Imagine that you’re a surgeon in a large hospital network. A patient has presented to the emergency department with a ruptured ovarian cyst; before you operate, you use the surgical suite’s telemedicine platform to consult with the patient’s gynecologist, who provides valuable history.
However, when the patient visits your clinic for a follow-up appointment, you’re unable to conference her gynecologist at this time – because the clinic uses a different virtual health solution. When you’re scheduled to see a different patient at an affiliated ambulatory surgical center the next week, there’s yet another telemedicine platform in place. But it doesn’t work with the system used by the patient’s primary care provider, even though the provider is in-network. So each office’s staff wind up manually exchanging information and waiting for a response, then following up with the patient – with results lost along the way.
Detached and Divided
Telemedicine is on the rise. Inpatient adoption has risen from 54 percent in 2014 to 85 percent in 2019 according to Definitive Healthcare’s 2019 Inpatient Telehealth Study. While that’s undeniably a good thing, many organizations have taken a piecemeal approach that’s implemented disparate solutions from different vendors across different teams. The clinicians in an oncology program may use one system while the radiology team down the hall uses another solution while the burn unit uses yet another.
The result is a mix of systems and devices that can’t talk to each other – which cascades into other results such as:
- Valuable medical data and clinical evidence is siloed
- Workflows are disrupted, with referrals falling through the cracks
- Staff duplicate each other’s tasks due to lack of visibility
- Providers turn to telehealth apps that don’t integrate with the hospital EHR
- Patients and staff have to learn multiple interfaces, which slows adoption
- Hospitals pay for multiple system deployments
Standardizing for Smarter Care
The above issues are typical of every organization dealing with a complex nest of technologies. But in healthcare, these disconnections can impact patient outcomes. Virtual care is ideally about connecting not just patients to providers, but connecting specialists, pharmacists, therapists and other providers to each other so they can better track medical events, collaborate on treatment plans and address changes in patient needs.
The solution here is fairly obvious: adopting one integrated, enterprise virtual health platform across the organization. By working from a robust provider-agnostic solution of connective devices, software and hardware that enable everything from diagnostic testing to data archiving, health systems can drive stronger patient outcomes and easier collaboration.

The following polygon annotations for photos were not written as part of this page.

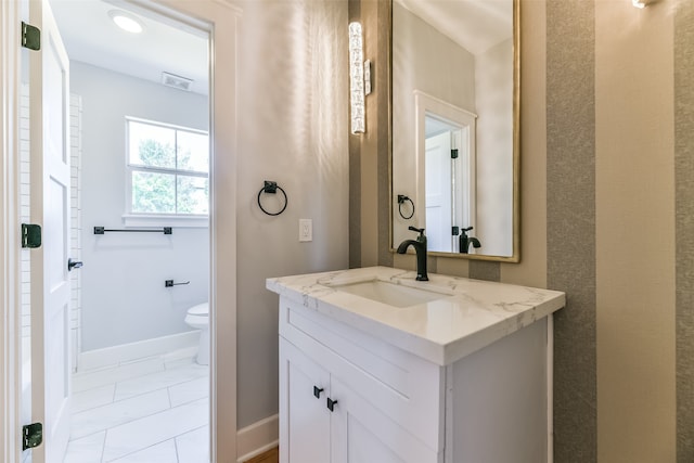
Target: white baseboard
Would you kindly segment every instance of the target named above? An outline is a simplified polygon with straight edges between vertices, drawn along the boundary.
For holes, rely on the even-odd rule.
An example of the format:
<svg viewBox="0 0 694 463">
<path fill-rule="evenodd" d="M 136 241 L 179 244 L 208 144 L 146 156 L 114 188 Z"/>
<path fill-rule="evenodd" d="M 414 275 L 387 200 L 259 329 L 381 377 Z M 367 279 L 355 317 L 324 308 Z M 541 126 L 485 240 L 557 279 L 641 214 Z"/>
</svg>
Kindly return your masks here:
<svg viewBox="0 0 694 463">
<path fill-rule="evenodd" d="M 78 371 L 99 369 L 145 357 L 160 356 L 174 350 L 197 348 L 200 330 L 195 330 L 103 349 L 88 350 L 79 353 L 77 369 Z"/>
<path fill-rule="evenodd" d="M 280 415 L 268 416 L 239 429 L 236 434 L 237 463 L 245 462 L 277 447 L 280 442 Z"/>
</svg>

To return to our earlier example, this would empower you as a surgeon – and your colleagues and patients – with considerable advantages. You could easily consult with your patients’ other providers, as well as specialists who could share insights into complex conditions. Whether you’re providing services at a hospital, clinic or ambulatory surgical center, you could virtually connect with any staff and stop referral leakage by offering patients greater in-network flexibility for primary care or specialist visits.
Those patients have to learn only one system, which accelerates their comfort with telemedicine; because there’s only one initial integration, deployment schedules are faster and less expensive as different departments adopt the same system. Your hospital network boosts patient retention and revenue and increases ROI.
Strength in Simplicity
The rise in virtual health’s popularity has yielded significant rewards for payers, patients and providers – but a scattershot approach to implementation is wasting many of them. Telehealth benefits are most profound when one integrated system is leveraged across multiple care teams and clinical disciplines. Any organization that’s serious about improving their outcomes with telemedicine owes it to their patients to ensure their connected care is truly connected.